The following metrics can be calculated for a Logistic Regression / Binary Classification model:
1. Accuracy: The accuracy is the % of samples CORRECTLY CLASSIFIED by the model out of all the samples in the set. The formula is TP + TN / N, or TRUE POSITIVES + TRUE NEGATIVES / Total # in the Sample.
2. Precision (for the Positive Class): Precision is the # of samples that actually belong to the positive class out of all the samples PREDICTED to belong to it. The formula is TP / TP + FP, or TRUE POSITIVES / TRUE POSITIVES + FALSE POSITIVES.
3. Sensitivity OR Recall (for the Positive Class): Recall, or Sensitivity, is the # of samples PREDICTED CORRECTLY as belonging to the POSITIVE class out of all the samples that actually belong to the positive class. The formula is TP / TP + FN, TRUE POSITIVES / TRUE POSITIVES + FALSE NEGATIVES. This tells us how well the model predicts the POSITIVE class, or outcome.
4. F1 Score: The harmonic mean of the precision and recall scores obtained for the positive class: 2 * Precision * Recall / Precision + Recall; generally considered a good overall evaluation metric for most classification models.
5. Specificity: The # of samples PREDICTED CORRECTLY as belonging to the NEGATIVE class out of all the samples that actually belong to the negative class: TN / FP + TN – tells us how well the model predicts the negative class / outcome.
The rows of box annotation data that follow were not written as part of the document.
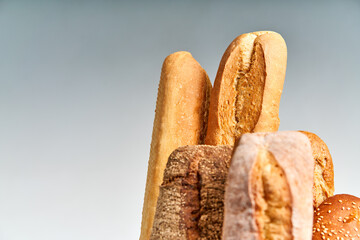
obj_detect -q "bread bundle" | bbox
[140,31,334,240]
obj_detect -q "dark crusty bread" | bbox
[313,194,360,240]
[205,31,287,145]
[223,132,314,240]
[300,131,334,208]
[140,52,211,240]
[150,145,232,240]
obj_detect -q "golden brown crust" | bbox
[140,52,211,240]
[222,132,314,240]
[300,131,334,208]
[205,31,287,145]
[312,194,360,240]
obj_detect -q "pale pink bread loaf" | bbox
[222,132,314,240]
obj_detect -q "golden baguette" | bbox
[140,52,211,240]
[205,31,287,145]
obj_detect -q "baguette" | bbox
[140,52,211,240]
[150,145,232,240]
[205,31,287,145]
[300,131,334,208]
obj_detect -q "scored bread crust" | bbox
[300,131,334,208]
[205,31,287,145]
[140,52,211,240]
[223,132,314,240]
[150,145,232,240]
[312,194,360,240]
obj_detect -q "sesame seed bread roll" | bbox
[205,31,287,145]
[312,194,360,240]
[300,131,334,208]
[222,132,314,240]
[140,52,211,240]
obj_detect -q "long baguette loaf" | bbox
[140,52,211,240]
[205,31,287,145]
[151,132,334,240]
[150,145,232,240]
[300,131,334,208]
[223,132,314,240]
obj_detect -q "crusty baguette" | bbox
[205,31,287,145]
[223,132,314,240]
[150,145,232,240]
[140,52,211,240]
[300,131,334,208]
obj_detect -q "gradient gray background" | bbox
[0,0,360,240]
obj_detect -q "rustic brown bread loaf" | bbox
[140,52,211,240]
[150,145,232,240]
[223,132,314,240]
[300,131,334,208]
[205,31,287,145]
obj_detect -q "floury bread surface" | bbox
[150,145,232,240]
[222,132,314,240]
[205,31,287,145]
[140,52,211,240]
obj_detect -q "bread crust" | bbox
[205,31,287,145]
[312,194,360,240]
[300,131,334,208]
[140,52,211,240]
[223,132,314,240]
[150,145,232,240]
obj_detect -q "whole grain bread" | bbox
[150,145,232,240]
[223,132,314,240]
The students were able to calculate all these scores for the ED visit model, as below -
Although the model's c-statistic is better than the traditional cut-off of 0.7, when we reflect on the Confusion Matrix and the metrics we calculated, we can see that the model is very good at identifying NEGATIVE cases (people who did NOT go to the ED), but no better than a coin flip at identifying POSITIVE cases (those who did go).
Students concluded that while they could use this model to predict who WOULDN’T be at the ED, they probably should not use it who WOULD be!
In general, we want our models to have both high Sensitivity and high Specificity, because this signifies that the model contains the smallest number of variables necessary to predict the largest number of outcomes accurately and that the variables we have help us do this.
However, depending on what we're using the model to predict, we might care a lot more about one metric than another. For example, in this case, it would be much more useful to be able to predict who would go to the ED than who would not. So, the score we'd like to maximize would likely be Precision or Recall. On the other hand, consider a case where we need to differentiate those who are not infected from those who are. Then, we wish to focus on accuracy in predicting negative cases, and we would look closely at Specificity.
Teaching Risk Adjustment via Logistic Regression classification / prediction models, allow us to explore all the important steps of model building, coding, interpretation, and evaluation.